Roger Mathieu

Le sens de la Vie, la quête de vérités, des réponses aux injustices de cette vie… Des questions qui m’ont toujours habité. C’est à travers de trop nombreux départs que j’ai pu faire la paix avec la mort et développer une confiance inébranlable en la Vie.

C’est en effet en côtoyant la mort de près, en l’observant dans sa froideur silencieuse, qu’on apprend comment voir au-delà, à l’apprivoiser et à cesser d’en avoir peur. La vie n’est-elle pas une journée d’éternité ?

Mon frère, décédé d’un arrêt cardiaque à 46 ans, ma conjointe décédée d’un cancer à 57 ans, mes parents, une tante qui était pour moi une sœur… Voilà des départs qui alimentent le questionnement.

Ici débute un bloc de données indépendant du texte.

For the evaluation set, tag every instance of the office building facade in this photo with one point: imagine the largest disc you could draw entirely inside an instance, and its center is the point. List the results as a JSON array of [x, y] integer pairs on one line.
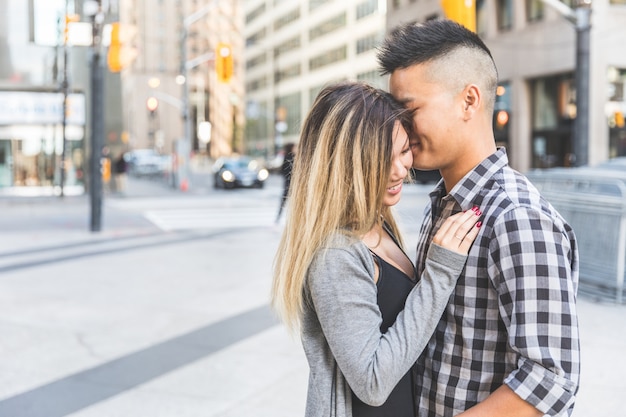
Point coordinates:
[[534, 47], [292, 50], [163, 82]]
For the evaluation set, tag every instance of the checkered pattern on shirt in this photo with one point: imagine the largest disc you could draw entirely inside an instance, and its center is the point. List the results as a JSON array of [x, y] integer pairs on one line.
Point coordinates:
[[512, 317]]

Au Centre de jour de la Maison Michel-Sarrazin (une maison de soins palliatifs à Québec), une dame m’a confié : « Mon cancer a fait de moi une meilleure personne. Je l’en remercie. »

Je résumais récemment le fondement de mes réflexions à deux amies, toutes deux africaines. La première est une réfugiée, survivante du génocide rwandais; la seconde, congolaise d’origine, habite Toronto et aide des femmes qui ont vécu les atrocités du viol de guerre, à survivre à ces souffrances. Toutes deux ont eu la même réaction face à mon titre au ton provocateur : « Tu sais Roger, c’est dans l’ombre des tragédies que se cache la lumière. »

C’est au moyen d’une fiction, empreinte de douceur et de sagesse, que j’ai choisi de partager les réflexions qui m’ont conduit dans une voie de résilience et de paix, au gré des tourments de ma vie.